MS is more common than most people think. It affects 1 in a 1000 Canadians and first symptoms appear between the ages of 20 to 40. There is no "typical" presentation and symptoms can differ vastly between people, making the diagnosis difficult. Symptoms can include visual problems, hand or foot numbness, recurrent fatigue, pain, bladder and bowel problems, tremors and sexual problems. MS has two patterns of progression. The majority of MS sufferers fall into the relapsing category where symptoms tend to come and go over the years, and then at some point tend to worsen. A minority of patients tend to progress after the initial diagnosis, representing the most severe group. It is no wonder that MS patients are also prone to bouts of depression.

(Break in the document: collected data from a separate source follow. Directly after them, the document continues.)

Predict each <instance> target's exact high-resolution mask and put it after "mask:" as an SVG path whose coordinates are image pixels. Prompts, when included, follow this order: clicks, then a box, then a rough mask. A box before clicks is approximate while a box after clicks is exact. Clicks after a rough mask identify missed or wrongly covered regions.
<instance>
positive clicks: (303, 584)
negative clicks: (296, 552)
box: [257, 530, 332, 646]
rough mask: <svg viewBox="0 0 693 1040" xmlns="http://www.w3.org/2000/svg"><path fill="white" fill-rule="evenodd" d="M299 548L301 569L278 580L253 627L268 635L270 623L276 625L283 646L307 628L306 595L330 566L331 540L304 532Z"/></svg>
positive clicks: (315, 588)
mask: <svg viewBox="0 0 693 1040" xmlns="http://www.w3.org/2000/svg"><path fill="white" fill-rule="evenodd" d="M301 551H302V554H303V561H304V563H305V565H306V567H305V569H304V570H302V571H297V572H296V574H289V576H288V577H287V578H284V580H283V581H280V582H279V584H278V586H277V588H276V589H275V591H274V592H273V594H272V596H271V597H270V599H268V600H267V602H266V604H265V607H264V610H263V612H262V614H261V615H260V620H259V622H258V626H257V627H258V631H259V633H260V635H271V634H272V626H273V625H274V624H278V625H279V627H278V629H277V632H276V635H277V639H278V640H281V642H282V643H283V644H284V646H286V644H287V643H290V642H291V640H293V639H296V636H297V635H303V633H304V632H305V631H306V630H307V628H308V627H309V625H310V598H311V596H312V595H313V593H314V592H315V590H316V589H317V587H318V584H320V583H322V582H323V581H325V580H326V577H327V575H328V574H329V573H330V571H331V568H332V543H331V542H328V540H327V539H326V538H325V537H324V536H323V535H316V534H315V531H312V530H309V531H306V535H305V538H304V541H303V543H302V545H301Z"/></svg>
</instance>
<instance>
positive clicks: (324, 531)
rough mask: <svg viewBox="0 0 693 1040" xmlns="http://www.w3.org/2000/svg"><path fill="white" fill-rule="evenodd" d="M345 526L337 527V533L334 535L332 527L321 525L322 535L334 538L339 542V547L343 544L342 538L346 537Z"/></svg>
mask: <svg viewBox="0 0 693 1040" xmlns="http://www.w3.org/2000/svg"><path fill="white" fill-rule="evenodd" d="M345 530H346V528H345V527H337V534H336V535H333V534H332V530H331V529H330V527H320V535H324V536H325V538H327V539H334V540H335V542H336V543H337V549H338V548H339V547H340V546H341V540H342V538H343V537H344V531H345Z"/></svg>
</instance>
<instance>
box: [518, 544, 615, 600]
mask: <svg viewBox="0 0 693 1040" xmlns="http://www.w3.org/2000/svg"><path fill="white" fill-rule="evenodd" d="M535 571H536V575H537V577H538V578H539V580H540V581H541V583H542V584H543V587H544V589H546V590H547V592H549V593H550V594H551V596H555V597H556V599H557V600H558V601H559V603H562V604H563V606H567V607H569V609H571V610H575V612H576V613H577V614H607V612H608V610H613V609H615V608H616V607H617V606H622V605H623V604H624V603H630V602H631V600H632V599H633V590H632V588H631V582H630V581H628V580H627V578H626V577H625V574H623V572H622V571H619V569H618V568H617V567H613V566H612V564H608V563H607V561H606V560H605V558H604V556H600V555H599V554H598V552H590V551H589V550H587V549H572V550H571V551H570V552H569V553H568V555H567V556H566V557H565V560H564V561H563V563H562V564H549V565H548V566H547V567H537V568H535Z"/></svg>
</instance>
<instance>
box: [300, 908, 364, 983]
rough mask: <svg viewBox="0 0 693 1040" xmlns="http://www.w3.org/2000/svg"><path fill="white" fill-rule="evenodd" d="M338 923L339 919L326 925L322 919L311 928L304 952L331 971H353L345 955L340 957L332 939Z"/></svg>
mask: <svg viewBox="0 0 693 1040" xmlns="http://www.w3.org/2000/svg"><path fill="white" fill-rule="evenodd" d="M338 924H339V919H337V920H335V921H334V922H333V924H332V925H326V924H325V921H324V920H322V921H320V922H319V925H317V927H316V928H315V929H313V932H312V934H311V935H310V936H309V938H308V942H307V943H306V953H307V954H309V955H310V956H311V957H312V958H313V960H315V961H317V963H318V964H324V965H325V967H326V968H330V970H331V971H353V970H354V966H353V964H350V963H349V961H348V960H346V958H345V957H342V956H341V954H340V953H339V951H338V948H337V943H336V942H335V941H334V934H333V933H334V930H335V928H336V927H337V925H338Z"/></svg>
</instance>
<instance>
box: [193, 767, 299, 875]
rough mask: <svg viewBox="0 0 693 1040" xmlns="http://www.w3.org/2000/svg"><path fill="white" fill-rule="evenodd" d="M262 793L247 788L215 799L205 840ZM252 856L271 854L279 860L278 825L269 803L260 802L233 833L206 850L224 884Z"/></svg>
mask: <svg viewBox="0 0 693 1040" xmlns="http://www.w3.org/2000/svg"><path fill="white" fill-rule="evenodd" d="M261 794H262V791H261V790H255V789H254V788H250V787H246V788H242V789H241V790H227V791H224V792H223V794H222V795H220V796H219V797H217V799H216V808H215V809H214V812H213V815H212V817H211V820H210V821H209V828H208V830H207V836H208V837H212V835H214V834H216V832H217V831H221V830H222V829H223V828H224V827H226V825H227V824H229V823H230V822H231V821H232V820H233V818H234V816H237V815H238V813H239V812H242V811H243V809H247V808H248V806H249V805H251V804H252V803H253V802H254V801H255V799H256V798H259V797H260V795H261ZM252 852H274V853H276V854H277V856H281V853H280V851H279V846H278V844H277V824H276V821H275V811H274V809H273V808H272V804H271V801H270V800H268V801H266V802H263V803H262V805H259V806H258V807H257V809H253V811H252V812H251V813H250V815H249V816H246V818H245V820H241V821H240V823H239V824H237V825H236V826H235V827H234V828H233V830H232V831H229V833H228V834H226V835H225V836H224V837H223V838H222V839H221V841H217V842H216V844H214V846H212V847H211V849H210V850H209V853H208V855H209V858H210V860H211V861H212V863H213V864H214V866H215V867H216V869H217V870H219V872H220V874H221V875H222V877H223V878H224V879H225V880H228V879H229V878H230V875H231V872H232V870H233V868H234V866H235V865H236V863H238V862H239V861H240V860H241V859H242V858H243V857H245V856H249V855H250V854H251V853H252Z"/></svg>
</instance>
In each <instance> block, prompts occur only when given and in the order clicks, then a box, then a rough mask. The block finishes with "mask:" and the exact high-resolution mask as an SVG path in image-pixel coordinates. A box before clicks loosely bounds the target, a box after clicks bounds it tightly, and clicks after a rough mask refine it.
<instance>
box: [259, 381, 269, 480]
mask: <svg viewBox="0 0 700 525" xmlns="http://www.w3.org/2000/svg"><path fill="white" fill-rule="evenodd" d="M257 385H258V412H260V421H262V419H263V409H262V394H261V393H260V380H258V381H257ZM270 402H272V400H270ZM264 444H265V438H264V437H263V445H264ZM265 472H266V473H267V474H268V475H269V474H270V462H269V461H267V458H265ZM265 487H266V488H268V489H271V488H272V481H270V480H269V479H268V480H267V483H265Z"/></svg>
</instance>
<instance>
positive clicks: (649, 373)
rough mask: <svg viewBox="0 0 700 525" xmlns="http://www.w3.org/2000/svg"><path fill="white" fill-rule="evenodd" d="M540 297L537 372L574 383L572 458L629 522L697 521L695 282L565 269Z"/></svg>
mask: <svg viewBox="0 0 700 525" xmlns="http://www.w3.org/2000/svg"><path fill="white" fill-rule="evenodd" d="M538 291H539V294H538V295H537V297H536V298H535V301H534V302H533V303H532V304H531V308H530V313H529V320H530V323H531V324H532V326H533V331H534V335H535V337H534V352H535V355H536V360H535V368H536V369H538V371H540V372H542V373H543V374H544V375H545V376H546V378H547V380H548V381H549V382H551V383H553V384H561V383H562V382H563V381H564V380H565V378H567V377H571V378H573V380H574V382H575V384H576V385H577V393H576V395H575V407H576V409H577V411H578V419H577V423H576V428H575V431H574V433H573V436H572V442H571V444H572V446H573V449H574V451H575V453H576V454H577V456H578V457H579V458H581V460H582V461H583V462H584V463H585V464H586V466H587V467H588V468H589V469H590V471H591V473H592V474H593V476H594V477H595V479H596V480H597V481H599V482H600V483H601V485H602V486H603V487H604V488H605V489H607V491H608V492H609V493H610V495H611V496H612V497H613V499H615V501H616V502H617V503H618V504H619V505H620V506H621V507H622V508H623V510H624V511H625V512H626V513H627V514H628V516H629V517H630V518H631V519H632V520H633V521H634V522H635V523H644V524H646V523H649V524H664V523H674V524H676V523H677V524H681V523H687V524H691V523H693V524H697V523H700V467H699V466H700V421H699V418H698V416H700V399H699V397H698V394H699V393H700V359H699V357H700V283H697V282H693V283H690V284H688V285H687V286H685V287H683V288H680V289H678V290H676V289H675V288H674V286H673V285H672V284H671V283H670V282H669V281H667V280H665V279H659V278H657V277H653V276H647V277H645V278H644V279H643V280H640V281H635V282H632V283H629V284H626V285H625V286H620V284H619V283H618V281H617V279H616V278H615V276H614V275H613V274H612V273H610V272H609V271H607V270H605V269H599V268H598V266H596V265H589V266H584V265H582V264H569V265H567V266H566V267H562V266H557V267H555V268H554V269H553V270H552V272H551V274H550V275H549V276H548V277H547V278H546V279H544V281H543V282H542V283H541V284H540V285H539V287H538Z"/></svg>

The diagnosis cannot be made by a one-time visit to a walk-in clinic or emergency department. It involves reporting of symptoms to your physician who will track and correlate the data over time. This is essential to rule out other causes such as tumors, diabetes, trauma, infections and other diseases. The diagnosis requires at least two relapses of a particular symptom. An MRI is not diagnostic, but is now considered a vital part of the diagnostic work-up. A blood test to detect anti-bodies may soon be available. The final diagnosis is best left to be made by a qualified neurologist.
Treatment is initially aimed at alleviating the symptoms. Steroids for inflammation, painkillers, anti-spasmodics, and sedatives all have a role to provide comfort and functioning during a relapse. Injectable Beta-Interferon is currently the first line treatment in a severe relapse. It is associated with significant side effects, and with time our immune system can produce neutralizing anti-bodies nullifying interferon action. Other injectables are on the market, but as yet have not lived up to expectations.